Et quoique Jeanie différât entièrement pour les traits, les manières et le rang, de la dame du Comus, on peut cependant lui appliquer la suite de ce passage à propos de cette singulière alarme :

Ces pensers peuvent effrayer,
Mais ne sauraient arrêter dans sa route
Le mortel vertueux marchant d’un pas altier :
Fort de sa conscience, il n’est rien qu’il redoute.

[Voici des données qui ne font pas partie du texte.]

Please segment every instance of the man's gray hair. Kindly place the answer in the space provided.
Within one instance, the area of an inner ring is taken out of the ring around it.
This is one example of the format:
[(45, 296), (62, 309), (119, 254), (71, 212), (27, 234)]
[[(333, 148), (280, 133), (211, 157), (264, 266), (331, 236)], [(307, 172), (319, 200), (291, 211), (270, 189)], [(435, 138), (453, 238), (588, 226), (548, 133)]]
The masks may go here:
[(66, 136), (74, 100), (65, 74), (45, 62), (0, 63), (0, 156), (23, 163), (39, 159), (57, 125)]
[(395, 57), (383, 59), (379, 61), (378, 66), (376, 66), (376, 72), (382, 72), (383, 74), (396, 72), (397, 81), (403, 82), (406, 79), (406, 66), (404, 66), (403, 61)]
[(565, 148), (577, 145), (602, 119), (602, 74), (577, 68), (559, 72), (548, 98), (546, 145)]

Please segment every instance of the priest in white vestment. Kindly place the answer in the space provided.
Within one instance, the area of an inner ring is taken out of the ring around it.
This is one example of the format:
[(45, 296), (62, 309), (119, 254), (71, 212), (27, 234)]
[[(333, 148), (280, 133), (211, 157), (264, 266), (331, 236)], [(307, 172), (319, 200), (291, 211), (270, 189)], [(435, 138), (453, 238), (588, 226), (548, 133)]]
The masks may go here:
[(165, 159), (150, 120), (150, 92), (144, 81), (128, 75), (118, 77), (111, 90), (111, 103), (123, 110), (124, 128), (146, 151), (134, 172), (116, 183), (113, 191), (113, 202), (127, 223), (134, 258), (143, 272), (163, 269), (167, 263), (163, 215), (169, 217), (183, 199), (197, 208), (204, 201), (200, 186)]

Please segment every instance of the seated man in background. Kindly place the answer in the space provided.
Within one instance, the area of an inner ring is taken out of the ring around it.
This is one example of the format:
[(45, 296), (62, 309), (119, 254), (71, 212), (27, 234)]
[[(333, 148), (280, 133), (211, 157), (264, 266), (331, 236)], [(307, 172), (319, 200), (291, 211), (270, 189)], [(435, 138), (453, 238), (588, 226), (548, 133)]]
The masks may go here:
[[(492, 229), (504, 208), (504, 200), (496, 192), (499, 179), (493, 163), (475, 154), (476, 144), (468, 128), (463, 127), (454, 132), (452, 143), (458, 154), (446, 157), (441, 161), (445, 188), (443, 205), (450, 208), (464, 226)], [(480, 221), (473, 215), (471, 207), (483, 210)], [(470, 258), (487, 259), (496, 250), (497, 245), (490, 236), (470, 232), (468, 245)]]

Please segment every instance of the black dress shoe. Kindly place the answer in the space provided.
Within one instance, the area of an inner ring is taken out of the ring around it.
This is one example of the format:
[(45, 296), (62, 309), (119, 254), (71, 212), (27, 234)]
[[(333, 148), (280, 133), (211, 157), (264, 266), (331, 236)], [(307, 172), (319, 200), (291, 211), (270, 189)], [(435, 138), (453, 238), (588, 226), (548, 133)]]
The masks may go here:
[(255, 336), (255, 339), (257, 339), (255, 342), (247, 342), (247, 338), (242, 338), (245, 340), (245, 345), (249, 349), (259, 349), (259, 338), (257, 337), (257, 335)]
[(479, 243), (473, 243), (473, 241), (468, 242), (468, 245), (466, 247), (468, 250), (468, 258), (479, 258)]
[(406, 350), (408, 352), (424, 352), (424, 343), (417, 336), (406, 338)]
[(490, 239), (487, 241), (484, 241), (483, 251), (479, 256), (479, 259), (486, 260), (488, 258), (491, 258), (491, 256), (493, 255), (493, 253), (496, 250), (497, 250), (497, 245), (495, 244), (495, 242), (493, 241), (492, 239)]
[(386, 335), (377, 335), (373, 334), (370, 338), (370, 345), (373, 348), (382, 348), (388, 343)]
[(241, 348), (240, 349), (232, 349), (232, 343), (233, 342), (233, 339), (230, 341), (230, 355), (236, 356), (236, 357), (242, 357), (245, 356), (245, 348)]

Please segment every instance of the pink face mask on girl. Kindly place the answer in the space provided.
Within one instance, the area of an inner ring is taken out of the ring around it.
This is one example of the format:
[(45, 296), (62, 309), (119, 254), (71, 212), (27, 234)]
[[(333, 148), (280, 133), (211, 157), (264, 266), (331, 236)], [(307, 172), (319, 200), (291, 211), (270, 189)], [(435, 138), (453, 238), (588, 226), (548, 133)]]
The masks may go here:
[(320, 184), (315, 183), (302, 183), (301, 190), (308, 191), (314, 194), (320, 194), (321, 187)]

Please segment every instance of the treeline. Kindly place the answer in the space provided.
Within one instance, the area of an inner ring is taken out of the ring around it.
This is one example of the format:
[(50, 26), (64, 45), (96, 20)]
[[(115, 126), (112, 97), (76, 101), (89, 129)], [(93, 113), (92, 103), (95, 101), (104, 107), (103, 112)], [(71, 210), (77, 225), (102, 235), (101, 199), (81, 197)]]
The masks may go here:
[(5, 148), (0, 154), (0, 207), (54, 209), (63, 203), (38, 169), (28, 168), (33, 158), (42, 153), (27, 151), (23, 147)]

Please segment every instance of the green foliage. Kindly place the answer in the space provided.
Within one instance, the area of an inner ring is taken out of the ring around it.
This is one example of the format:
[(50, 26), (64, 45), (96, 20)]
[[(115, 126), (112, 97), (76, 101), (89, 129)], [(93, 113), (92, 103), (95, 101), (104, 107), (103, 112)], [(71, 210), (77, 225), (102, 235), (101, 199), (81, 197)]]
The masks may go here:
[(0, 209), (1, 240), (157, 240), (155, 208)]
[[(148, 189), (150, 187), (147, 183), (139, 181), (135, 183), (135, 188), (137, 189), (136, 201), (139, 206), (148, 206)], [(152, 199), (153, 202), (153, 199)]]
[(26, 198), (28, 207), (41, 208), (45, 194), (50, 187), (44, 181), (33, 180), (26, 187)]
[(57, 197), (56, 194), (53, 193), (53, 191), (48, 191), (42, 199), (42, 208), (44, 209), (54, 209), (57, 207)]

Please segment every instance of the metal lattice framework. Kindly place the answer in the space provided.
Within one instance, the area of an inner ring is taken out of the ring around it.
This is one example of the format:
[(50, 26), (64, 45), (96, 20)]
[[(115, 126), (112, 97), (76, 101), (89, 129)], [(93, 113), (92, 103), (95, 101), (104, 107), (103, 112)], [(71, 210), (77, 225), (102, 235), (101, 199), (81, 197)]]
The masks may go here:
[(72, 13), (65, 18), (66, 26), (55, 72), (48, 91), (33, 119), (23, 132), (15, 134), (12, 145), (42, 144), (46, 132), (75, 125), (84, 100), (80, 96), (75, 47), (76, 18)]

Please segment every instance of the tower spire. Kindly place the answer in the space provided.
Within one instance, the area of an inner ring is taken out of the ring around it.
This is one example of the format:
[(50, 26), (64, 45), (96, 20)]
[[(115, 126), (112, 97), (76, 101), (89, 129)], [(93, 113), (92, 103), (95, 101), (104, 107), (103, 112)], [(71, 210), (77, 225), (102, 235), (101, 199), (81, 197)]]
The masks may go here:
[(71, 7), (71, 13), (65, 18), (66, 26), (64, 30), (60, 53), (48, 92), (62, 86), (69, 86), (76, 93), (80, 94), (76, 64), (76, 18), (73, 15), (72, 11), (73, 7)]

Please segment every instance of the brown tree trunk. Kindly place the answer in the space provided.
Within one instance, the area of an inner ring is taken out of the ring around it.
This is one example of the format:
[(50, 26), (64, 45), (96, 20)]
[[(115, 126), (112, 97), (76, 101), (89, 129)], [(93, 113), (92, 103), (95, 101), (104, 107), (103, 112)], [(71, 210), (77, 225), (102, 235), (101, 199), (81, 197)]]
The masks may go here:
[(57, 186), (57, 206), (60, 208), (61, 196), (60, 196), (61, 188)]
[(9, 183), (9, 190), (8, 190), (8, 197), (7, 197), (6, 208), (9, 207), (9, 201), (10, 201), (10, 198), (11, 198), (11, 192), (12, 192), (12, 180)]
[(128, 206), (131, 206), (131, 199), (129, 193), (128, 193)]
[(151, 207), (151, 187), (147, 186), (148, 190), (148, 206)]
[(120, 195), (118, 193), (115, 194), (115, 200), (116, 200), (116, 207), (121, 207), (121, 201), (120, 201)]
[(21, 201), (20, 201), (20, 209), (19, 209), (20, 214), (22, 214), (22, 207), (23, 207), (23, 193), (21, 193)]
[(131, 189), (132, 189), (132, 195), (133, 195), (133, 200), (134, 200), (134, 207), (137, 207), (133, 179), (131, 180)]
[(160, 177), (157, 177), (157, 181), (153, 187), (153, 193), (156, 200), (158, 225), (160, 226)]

Ce qui la soutenait, en effet, c’était le souvenir du devoir qu’elle allait remplir, et, si j’ose dire, le droit qu’elle avait d’espérer la protection du ciel dans l’accomplissement d’une œuvre si méritoire. Elle continuait sa route, l’esprit calmé par ces réflexions, quand elle fut une seconde fois troublée par un sujet plus immédiat de terreur. Deux hommes qui s’étaient cachés dans un taillis s’élancèrent au moment où elle en approchait, et se présentèrent à elle d’une manière menaçante. «Arrêtez, et exécutez-vous, » dit l’un d’eux, qui était petit et vigoureux, et vêtu d’une blouse comme en portent les charretiers.

« La femme, » dit l’autre, qui était grand et mince, « n’entend pas notre langage. Allons, voyons, ma précieuse, la bourse ou la vie ! — J’ai bien peu d’argent, messieurs, » leur dit la pauvre Jeanie en leur présentant ce qu’elle avait séparé de son petit trésor, et mis à part pour une telle occasion ; « mais si vous l’exigez, le voilà. — On ne nous trompe pas comme ça, la jeune fille ; du diable si cela se passe ainsi, dit le plus petit des deux coquins. Croyez-vous que des gentilshommes iront hasarder leur vie sur le grand chemin pour se laisser duper de cette manière ? Non, non, nous aurons jusqu’à votre dernier liard, autrement nous vous dépouillerons jusqu’à la peau, ou le diable m’emporte ! »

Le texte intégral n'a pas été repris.